1. A method for assembling three-generation sequencing data based on clustering and graph construction, which is characterized by comprising the following steps: sequence clustering, namely acquiring sequence similarity based on the third-generation sequencing data, and clustering the sequences by using a clustering algorithm to acquire different clusters; assembling the sequences in the same cluster based on a graph construction method to obtain an intra-group consensus sequence; And (3) assembling among groups, namely combining all the intra-group consensus sequences from different clusters, and assembling the intra-group consensus sequences based on a graph construction method to obtain the inter-group consensus sequences.
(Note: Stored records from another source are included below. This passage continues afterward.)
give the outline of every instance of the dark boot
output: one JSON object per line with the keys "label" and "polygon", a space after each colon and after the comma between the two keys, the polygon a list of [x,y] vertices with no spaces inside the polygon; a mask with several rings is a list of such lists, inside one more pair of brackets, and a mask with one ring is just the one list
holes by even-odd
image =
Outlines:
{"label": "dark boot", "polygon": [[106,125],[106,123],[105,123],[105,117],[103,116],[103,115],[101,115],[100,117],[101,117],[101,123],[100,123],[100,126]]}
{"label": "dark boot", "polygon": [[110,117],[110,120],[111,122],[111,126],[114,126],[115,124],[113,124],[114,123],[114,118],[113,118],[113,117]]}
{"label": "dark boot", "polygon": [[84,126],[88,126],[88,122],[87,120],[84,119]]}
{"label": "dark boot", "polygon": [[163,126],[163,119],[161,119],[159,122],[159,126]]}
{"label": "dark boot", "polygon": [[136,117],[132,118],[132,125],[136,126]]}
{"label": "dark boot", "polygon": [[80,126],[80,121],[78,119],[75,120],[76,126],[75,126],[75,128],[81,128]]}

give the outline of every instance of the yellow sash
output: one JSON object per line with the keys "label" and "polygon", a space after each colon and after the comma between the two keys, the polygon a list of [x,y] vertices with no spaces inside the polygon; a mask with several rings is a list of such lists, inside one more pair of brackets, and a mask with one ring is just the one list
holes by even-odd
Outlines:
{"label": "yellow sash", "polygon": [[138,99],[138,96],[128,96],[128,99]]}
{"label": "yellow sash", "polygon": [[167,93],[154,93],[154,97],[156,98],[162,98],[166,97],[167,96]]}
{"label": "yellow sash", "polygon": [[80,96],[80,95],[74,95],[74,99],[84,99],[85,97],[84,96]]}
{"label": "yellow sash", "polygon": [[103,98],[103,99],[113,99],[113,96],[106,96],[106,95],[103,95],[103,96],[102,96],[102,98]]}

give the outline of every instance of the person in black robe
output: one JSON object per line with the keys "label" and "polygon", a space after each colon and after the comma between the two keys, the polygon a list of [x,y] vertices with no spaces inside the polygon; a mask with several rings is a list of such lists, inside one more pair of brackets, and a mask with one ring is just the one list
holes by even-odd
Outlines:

2. The method of claim 1, further comprising, prior to the sequence clustering step, the steps of: Sequence filtering, namely filtering out sequences with the length larger than a first preset threshold value and the length smaller than a second preset threshold value, Wherein the first preset threshold and the second preset threshold are determined based on a range of full sequence lengths in the third generation sequencing data.
3. The method of claim 2, wherein the sequence filtering step further comprises filtering out sequences having a length less than a third predetermined threshold.
4. The method of claim 1, wherein in the sequence clustering step, The sequence similarity is calculated based on Strobemer by generating Randstrobes feature vectors for each sequence, constructing an index of Strobemer features, searching candidate sequence pairs sharing Strobemer, calculating bidirectional similarity only for the screened candidate pairs, The clustering is performed in multiple stages, the similarity threshold is gradually lower in different stages, and core points and boundary points are identified for each cluster in each stage.
5. The method according to any one of claims 1-4, further comprising the step of trimming and polishing the sequence after the intra-and/or inter-group assembly steps: Sequence comparison and depth calculation, namely comparing a sequence before clustering with an intra-group consensus sequence or an inter-group consensus sequence by taking the sequence before clustering as a reference sequence, and calculating the depth of each base position; sequence trimming, namely trimming off the region with the depth lower than a fourth preset threshold value; sequence sharpening, the correction of bases at each position based on alignment quality score, depth and/or number of bases.
6. The method of claim 5, wherein the steps of trimming and polishing comprise multiple rounds, the sequence modified and polished from the previous round being used as a reference sequence for the next round of alignment.
7. A system for assembling third generation sequencing data based on clustering and graph construction, comprising the following modules: the data input module is used for obtaining the three-generation sequencing data; the sequence clustering module is connected with the data input module and is used for obtaining sequence similarity based on the third-generation sequencing data, and clustering the sequences by using a clustering algorithm to obtain different clusters; the intra-group assembly module is connected with the sequence clustering module and is used for assembling sequences in the same cluster based on a method of constructing a graph to obtain an intra-group consensus sequence; And the inter-group assembly module is connected with the intra-group assembly module and is used for combining all intra-group consensus sequences from different clusters and assembling the intra-group consensus sequences based on a graph construction method to obtain the inter-group consensus sequences.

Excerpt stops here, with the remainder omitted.